Modèle 1 — Demande de vérification d’authenticité
Objet : Demande de justification du dossier n° [référence]Madame, Monsieur,Je vous ai adressé le [date] un courrier faisant état d’une créance à mon encontre référencée sous le numéro [référence]. Par la présente, je vous demande de me transmettre, dans les plus brefs délais, les pièces justificatives attestant de l’origine et du montant de la dette : contrat, facture initiale, relevé des sommes restant dues, preuve de cession de créance le cas échéant.En l’absence de justificatifs, je conteste formellement cette demande et vous prie de cesser toute démarche à mon encontre.Veuillez agréer, Madame, Monsieur, l’expression de mes salutations distinguées.[Prénom Nom][Adresse][Signature]
Modèle 2 — Contestation pour dette déjà réglée
Objet : Contestation et justification de paiement — dossier n° [référence]Madame, Monsieur,Je conteste la demande de paiement relative au dossier n° [référence]. Vous trouverez ci-joint la copie de mon relevé bancaire / quittance prouvant le paiement effectué le [date] pour un montant de [montant], correspondant à la facture n° [numéro].Je vous demande de bien vouloir mettre à jour votre dossier et de m’adresser une attestation écrite de solde.Veuillez agréer, Madame, Monsieur, l’expression de mes salutations distinguées.[Prénom Nom][Adresse][Signature]
5. Que faire si Intrum persiste ou si vous subissez du harcèlement
Si les relances deviennent agressives, répétées ou si des menaces sont proférées, conservez un journal de toutes les communications (dates, heures, contenus des appels ou messages), enregistrez les appels si la loi locale l’autorise, et bloquez les numéros harcelants. Vous pouvez saisir le médiateur de la consommation, contacter une association de consommateurs (UFC‑Que Choisir, CLCV) ou solliciter l’avis d’un avocat.
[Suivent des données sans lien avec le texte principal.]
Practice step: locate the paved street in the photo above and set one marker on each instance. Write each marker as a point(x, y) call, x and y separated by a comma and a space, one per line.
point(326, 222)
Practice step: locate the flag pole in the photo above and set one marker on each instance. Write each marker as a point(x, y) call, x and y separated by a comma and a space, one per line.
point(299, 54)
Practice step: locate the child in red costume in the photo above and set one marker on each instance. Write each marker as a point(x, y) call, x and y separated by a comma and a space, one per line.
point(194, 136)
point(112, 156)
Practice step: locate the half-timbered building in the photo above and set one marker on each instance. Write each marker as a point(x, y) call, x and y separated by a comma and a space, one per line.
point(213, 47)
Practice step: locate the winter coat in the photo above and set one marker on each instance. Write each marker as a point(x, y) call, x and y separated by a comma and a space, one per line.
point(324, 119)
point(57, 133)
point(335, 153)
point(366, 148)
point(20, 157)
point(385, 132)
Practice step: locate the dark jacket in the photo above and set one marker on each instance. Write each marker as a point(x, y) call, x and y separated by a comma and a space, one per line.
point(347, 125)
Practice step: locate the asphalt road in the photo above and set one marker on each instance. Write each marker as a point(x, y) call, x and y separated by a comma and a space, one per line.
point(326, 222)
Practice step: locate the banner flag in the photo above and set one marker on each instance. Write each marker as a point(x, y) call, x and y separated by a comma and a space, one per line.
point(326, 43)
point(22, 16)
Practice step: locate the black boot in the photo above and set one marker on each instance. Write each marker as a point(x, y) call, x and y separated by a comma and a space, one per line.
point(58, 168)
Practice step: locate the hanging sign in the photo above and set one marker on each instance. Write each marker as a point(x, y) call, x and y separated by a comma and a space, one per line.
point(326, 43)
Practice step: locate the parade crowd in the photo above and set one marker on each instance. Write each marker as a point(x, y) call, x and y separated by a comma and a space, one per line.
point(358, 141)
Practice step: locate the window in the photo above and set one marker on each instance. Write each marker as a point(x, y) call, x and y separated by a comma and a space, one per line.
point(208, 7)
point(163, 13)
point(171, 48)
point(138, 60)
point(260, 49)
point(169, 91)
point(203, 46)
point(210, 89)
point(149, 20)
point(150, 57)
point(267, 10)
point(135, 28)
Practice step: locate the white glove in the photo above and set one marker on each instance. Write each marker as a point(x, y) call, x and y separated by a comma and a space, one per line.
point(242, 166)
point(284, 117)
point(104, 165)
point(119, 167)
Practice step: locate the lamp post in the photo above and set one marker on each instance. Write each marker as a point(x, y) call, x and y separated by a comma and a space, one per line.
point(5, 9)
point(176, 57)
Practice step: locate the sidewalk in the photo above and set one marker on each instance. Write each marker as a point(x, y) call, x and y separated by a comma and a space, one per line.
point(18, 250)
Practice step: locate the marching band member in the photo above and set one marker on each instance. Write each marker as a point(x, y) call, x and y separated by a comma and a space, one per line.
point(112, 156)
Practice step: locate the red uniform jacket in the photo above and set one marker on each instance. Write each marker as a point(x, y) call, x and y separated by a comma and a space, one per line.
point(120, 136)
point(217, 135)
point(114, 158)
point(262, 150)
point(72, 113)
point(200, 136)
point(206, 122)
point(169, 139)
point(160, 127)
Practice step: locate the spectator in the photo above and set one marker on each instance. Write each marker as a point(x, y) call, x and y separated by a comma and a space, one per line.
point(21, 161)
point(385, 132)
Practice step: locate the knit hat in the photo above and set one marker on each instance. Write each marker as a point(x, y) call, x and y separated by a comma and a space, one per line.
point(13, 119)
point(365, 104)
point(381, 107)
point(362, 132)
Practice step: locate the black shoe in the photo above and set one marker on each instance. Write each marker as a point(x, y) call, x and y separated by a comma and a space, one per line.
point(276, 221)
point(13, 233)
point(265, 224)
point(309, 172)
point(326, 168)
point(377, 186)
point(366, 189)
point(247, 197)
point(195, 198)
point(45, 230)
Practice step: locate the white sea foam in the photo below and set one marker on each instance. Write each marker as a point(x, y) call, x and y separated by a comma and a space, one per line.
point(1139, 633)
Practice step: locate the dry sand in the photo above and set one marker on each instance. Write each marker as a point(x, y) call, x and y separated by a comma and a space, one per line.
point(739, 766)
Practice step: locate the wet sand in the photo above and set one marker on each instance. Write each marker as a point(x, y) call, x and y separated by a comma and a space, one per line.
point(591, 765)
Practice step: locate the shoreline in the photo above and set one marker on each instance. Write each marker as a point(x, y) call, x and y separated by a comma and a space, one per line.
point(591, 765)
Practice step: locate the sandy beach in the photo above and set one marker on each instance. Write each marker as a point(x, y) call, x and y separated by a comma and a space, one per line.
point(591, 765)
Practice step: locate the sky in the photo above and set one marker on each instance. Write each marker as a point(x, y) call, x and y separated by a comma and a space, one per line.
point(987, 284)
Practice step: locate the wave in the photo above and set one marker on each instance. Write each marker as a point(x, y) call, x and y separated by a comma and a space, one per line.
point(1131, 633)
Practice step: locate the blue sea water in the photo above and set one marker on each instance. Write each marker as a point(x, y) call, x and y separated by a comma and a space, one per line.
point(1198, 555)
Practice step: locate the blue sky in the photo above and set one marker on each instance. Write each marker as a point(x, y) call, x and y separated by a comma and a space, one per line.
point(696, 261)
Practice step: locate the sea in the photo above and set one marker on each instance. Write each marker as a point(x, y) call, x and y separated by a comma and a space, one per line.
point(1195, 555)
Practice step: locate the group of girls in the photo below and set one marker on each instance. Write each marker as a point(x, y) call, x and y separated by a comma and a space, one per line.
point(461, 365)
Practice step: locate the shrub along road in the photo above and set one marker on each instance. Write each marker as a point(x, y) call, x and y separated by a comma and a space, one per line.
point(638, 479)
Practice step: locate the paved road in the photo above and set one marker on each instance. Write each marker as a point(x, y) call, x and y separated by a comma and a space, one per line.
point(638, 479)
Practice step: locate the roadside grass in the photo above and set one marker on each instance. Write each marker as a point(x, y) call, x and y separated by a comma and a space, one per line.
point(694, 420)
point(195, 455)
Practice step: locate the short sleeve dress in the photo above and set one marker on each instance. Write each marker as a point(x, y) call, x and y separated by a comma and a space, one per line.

En cas de harcèlement manifeste, déposez une plainte auprès des autorités compétentes.
6. Signaler une fraude ou une usurpation d’identité
Si vous pensez être victime d’une arnaque (faux courrier qui se fait passer pour Intrum), signalez immédiatement aux forces de l’ordre par dépôt de plainte et signalez l’incident sur la plateforme officielle PHAROS pour les fraudes en ligne. Informez également Intrum via leurs coordonnées officielles pour qu’ils puissent enquêter et, le cas échéant, alerter d’autres personnes ciblées par la même escroquerie.
7. Conservation des pièces et suite judiciaire
Conservez tous les documents pertinents pendant plusieurs années : les lettres recommandées, les accusés de réception, les relevés bancaires, les échanges de courriels et tous justificatifs de paiement. Si la contestation évolue vers une procédure judiciaire, ces pièces seront essentielles. Si vous décidez de payer pour éviter une procédure mais que vous êtes ensuite remboursé, exigez toujours un reçu officiel et une attestation de solde.
En résumé : vérifiez, documentez et privilégiez l’écrit. N’effectuez aucun paiement sans preuve solide, et n’hésitez pas à demander l’aide d’associations de consommateurs ou d’un avocat si la situation se complique. Une démarche calme et structurée protège vos droits et limite les risques de fraude ou d’erreurs administratives.